Desde o início da pandemia, e da declaração das mais restritas medidas de confinamento um pouco por todo o lado, que Anders Tegnell tem estado contra a corrente. Antes de mais, porque o reconhecido epidemiologista sueco estava profundamente convencido de que, confiando no dever cívico dos seus cidadãos, era possível proteger os mais vulneráveis sem arrasar a economia. As imagens de uma Suécia mais relaxada em relação à Covid-19 correram mundo. A sua convicção era que, antes do verão, o país já atingira a imunidade de grupo.
Mas três meses depois, no início de junho, aquele especialista em doenças infeciosas, 64 anos, veio a público fazer um mea culpa. Perante um número inesperadamente alto de mortes, admitiu que a estratégia adotada continha erros. Sobretudo, na proteção dos lares, que não tinha sido a adequada. Mas, segundo um conjunto de emails agora conhecido, Tegnell chegou a questionar se uma taxa de mortalidade mais elevada entre as pessoas mais velhas não poderia ser aceitável. Tudo para, com isso, alcançar a almejada imunidade de grupo mais depressa. E não, como chegou a argumentar, para retardar a propagação do SARS CoV-2 e permitir que os serviços de saúde pudessem fazer face à situação. A especulação sobre qual era efetivamente a posição do principal responsável pela saúde pública na Suécia aumentou ainda mais depois de se saber que Tegnell, entretanto, apagara algumas das suas mensagens.
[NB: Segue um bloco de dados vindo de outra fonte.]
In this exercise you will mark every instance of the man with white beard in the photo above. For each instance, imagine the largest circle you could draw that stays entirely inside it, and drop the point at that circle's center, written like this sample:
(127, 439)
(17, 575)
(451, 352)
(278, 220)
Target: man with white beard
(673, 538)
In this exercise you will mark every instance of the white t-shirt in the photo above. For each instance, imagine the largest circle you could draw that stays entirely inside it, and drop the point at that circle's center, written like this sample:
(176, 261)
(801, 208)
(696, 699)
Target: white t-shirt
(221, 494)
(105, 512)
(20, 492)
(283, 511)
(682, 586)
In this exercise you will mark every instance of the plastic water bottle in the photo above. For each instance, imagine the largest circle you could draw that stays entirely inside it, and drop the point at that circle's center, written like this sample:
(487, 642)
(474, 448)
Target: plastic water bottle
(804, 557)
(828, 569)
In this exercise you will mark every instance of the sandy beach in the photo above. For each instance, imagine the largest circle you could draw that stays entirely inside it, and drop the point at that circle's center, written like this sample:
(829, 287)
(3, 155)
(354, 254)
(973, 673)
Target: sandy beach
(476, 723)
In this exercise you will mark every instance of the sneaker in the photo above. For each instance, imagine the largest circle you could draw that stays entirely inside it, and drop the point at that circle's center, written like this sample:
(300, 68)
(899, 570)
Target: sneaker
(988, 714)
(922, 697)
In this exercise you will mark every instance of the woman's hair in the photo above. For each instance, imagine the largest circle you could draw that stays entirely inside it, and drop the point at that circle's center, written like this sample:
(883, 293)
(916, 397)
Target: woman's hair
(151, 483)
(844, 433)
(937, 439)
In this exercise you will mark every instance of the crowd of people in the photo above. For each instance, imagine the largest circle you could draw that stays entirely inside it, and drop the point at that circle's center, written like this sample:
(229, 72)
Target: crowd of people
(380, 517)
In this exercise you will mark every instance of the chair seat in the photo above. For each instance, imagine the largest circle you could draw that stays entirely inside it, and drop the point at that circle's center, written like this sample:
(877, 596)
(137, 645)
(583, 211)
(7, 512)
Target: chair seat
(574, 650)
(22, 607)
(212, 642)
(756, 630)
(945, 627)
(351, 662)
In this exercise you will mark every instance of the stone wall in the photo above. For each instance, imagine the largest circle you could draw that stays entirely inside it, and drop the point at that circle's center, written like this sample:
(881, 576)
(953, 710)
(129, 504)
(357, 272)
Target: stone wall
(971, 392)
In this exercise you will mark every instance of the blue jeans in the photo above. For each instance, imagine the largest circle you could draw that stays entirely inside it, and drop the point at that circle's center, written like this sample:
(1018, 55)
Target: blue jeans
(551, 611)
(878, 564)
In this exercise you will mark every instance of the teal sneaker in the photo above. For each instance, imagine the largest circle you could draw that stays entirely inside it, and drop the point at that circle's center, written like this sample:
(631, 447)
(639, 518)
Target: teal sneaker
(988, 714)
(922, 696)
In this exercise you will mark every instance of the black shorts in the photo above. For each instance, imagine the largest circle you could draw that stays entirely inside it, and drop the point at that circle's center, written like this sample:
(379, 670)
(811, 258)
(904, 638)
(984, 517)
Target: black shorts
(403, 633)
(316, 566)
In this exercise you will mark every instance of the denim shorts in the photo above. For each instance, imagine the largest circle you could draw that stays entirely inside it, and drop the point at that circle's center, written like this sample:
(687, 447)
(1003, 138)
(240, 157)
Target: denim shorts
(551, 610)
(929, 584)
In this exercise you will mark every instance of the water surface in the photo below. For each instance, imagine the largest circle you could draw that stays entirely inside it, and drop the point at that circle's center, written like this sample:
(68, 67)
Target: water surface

E as críticas, duras, não demoraram.
“E por dez por cento vale a pena?”
Obtida pela imprensa sueca, ao abrigo da lei local, a correspondência de Tegnell com o seu homólogo finlandês, Mika Salminen, e ainda com o chefe da agência nacional de saúde sueca, revela ainda a sugestão de permitir que pessoas saudáveis fossem infetadas voluntariamente em cenários controlados. Por exemplo, mantendo as escolas abertas. Mas Salminen respondeu-lhe que a agência de saúde finlandesa tinha rejeitado essa opção porque “com o tempo, as crianças acabariam por espalhar a infeção entre outros grupos etários.” O finlandês argumentou ainda que o encerramento reduziria a propagação entre os idosos em cerca de 10 por cento. Ao que o sueco ripostou: “E por dez por cento vale a pena?”.
Mas agora, interpelado sobre o assunto, Tegnell nega que procurasse alcançar um objetivo a qualquer custo. “O meu comentário foi sobre um possível efeito, não sobre um efeito esperado, referindo-se à avaliação da adequação da medida”, garantiu agora, segundo o The Guardian, a Emanuel Karlsten, o jornalista que obteve os e-mails.
Posteriormente, a Suécia fechou todas as escolas para alunos maiores de 16 anos, mas manteve as outras abertas. E as famílias que decidiram o contrário denunciadas aos serviços sociais. Mesmo as que pertenciam a grupos de alto risco. O país proibiu reuniões com mais de 50 pessoas, mas pediu apenas que se observasse algum distanciamento. Além disso, lojas, bares, restaurantes e ginásios também continuaram abertos.
“Apago mensagens que não considero relevantes”
Já sobre os emails alegadamente apagados, ou que não constam dos lotes disponibilizados aos media, Tegnell argumenta que eram apenas partes de conversas de trabalho com diferentes grupos e que não precisavam ser guardadas. “Apago muitas mensagens de correio eletrónico que não considero relevantes”.
Mas apesar de negar que a imunidade seja um objetivo a curto prazo, Tegnell insiste que a sua opção preparou melhor o país para uma eventual segunda vaga. Desde junho, o número de casos e de mortes tem vindo a diminuir de forma constante. E apesar de ter um número de mortes por milhão de habitantes superior ao dos seus vizinhos nórdicos, é ainda assim inferior ao de alguns países que impuseram confinamentos— como é o caso do Reino Unido ou Espanha.